The severe line of showers and thunderstorms that rolled through Aiken County Wednesday night brought with it heavy rain and gusting winds, which downed at least one tree and caused flash flooding.

A severe thunderstorm warning issued by the National Weather Service remained in effect in Aiken County until 8:48 p.m. Earlier in the day, the service issued a tornado watch for the area that was scheduled to be in effect until 1 a.m. today. Seventeen other counties in South Carolina were included in the watch. In Aiken County, the watch was canceled at around 9:30 p.m.

As a precaution, Aiken County Public Schools cancelled all afternoon and evening activities Wednesday, and some businesses, like Groucho’s Deli, closed early.

Aiken Public Safety reported Wednesday night that the storm downed a tree on Chukker Creek Road, which was cleared, and caused flash flooding in some areas like Whiskey Road.

SCE&G reported Wednesday night that over 1,000 power outages had occurred in Aiken County, affecting more than 51,000 customers. It was unclear at press time if any Aiken Electric Cooperative customers had reported power outages.

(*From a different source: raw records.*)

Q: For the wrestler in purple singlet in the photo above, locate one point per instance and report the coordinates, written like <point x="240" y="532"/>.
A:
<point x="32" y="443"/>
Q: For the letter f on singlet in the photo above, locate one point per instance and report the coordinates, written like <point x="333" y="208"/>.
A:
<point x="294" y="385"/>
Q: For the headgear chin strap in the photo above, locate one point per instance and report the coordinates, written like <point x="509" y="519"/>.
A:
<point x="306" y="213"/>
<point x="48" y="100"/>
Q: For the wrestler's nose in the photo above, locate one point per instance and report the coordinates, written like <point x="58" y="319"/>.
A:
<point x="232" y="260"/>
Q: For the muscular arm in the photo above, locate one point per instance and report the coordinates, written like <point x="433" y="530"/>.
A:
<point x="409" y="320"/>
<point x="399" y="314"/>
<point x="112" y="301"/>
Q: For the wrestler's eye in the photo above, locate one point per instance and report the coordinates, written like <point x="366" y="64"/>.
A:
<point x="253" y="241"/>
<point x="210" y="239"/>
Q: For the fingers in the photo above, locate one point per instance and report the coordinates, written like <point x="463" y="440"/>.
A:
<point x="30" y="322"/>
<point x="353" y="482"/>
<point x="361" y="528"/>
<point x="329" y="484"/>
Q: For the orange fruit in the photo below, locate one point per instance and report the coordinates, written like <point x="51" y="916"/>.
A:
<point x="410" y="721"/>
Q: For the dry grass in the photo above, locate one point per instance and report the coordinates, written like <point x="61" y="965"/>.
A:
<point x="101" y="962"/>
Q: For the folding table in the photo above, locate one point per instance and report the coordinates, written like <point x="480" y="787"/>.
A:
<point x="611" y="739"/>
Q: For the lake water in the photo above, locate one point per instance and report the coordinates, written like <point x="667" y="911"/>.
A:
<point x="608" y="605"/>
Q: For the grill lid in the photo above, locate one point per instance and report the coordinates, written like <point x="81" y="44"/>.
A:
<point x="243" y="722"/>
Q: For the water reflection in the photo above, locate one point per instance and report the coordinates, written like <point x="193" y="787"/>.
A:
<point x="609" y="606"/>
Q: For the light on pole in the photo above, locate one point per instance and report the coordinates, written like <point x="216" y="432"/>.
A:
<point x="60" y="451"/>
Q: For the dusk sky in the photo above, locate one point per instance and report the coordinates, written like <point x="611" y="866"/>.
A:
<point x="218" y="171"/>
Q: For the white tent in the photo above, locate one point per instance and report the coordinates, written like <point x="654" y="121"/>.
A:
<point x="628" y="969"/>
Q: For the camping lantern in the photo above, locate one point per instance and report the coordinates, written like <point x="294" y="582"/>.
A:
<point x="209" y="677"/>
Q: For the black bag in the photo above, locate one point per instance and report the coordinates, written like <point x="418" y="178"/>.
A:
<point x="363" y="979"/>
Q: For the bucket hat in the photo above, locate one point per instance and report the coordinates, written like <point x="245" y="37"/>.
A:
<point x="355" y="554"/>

Meteorologists reported that a number of factors helped build the storm system’s strength. They included unseasonably warm, wet air that southerly winds had pushed up from the Gulf of Mexico. That air was met by cold air coming in from the Plains via Canada. Unusually high winds drove the cold air eastward.

The storm system moved across the Southeast Wednesday, causing tornadoes and winds that flipped cars on Interstate 75 in Georgia, destroyed homes and businesses and killed at least two people, according to The Associated Press. At least 12,200 were left without power in Georgia.

The Associated Press reported that in Tennessee, officials confirmed that a tornado with peak winds of 115 mph touched down in Mount Juliet, Tenn. No serious injuries were reported even though the path of damage was about 150 yards wide. At least six other tornadoes were reported statewide.